We wondered then -- and I still do now -- if Edwards had been elected would Elizabeth have stood by him? Testimony in court last week offered heartbreaking detail about the day the Enquirer first published an article about John's betrayal. Elizabeth ripped off her shirt and bra in public and screamed at her husband, "You don't see me," as aides hurried to cover her.
It is impossible not to feel her pain, to ache for her children. In December 2007, when the Enquirer followed its initial scoop with the first photograph of pregnant Rielle and explicit details of how Edwards and Young were hiding her in a North Carolina gated community, Elizabeth Edwards remained publicly silent because her husband put her in the ultimate no-win situation and she chose to protect her family's privacy. (Imagine this examination of campaign finance misconduct against a sitting president and the current trial and its players suddenly ascend in importance.)
I wrestled with how to treat Elizabeth Edwards' role in at the time we chased John and Rielle. A look back at our articles reveals a stunning gap of virtually no references to Elizabeth and what she did or did not know. This was intentional. We did not want to give John an opportunity to summon faux outrage and publicly brand the Enquirer as an enemy that victimized his wife; given his capacious ability to lie, this was highly likely.
Elizabeth is not on trial and I do not judge her but what about other people who knew or suspected the truth? No matter what the verdict for John Edwards in this trial, one thing is overwhelmingly obvious. As the Enquirer followed Rielle Hunter from New Jersey to North Carolina to California, exposing the candidate's darkest secret, many people, including aides, family and campaign workers, knew the truth and remained silent. These facts are immutable and the greater historical significance of how a presidential candidate can climb so close to high office from a foundation of lies -- already publicly exposed -- is an onerous obligation in need of posthumous examination.
The man who had lied to and manipulated so many was still in damage control mode even when he finally confessed to an affair on national TV. At that point he had no idea that months earlier Cheri Young had taken a 13-minute video of the house where Hunter was hidden in North Carolina, showing a list of possible baby names and other irrefutable evidence of the cover up.

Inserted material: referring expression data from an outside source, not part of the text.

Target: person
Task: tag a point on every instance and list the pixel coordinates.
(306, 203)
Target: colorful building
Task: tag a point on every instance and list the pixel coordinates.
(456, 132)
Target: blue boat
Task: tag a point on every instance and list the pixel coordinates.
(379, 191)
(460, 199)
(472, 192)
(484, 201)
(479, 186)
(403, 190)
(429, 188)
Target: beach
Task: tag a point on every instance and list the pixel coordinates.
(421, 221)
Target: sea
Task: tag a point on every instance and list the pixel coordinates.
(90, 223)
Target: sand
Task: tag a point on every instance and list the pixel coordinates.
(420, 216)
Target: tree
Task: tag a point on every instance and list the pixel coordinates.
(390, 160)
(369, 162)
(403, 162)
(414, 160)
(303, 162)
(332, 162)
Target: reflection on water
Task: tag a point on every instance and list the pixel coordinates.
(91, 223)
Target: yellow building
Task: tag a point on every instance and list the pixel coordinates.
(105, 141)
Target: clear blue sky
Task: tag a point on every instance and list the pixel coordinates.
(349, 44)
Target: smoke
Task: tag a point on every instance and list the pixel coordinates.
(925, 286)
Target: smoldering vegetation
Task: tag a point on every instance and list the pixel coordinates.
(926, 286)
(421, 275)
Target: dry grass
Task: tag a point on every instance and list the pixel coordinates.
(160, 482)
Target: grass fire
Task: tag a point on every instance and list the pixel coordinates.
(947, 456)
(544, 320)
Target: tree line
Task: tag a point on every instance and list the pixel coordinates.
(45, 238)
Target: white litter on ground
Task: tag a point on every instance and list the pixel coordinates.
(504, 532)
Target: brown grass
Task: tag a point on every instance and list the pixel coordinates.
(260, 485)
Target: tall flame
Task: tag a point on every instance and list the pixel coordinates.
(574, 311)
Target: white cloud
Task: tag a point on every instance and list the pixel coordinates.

The man who betrayed his wife and country was betrayed during his own attempt to hide the truth. He also had no idea that the mother of his out-of-wedlock child relished his marital woes, leaving a voice-mail for Andrew Young on Feb. 17 that said, "They have footage of it on ABC News World News Tonight, Obama leaving the house shaking his (John's) hand and um... Johnny and Elizabeth couldn't be further apart from each other. I mean, on either side of like of the driveway. "
Hunter, who is on the prosecution's witness list, laughed as she said it.
The lawyer from Williams & Connolly was right all those years ago: John Edwards turned his life and pursuit of higher office into a private hell that is now playing out in a courtroom where there are no angels as witnesses.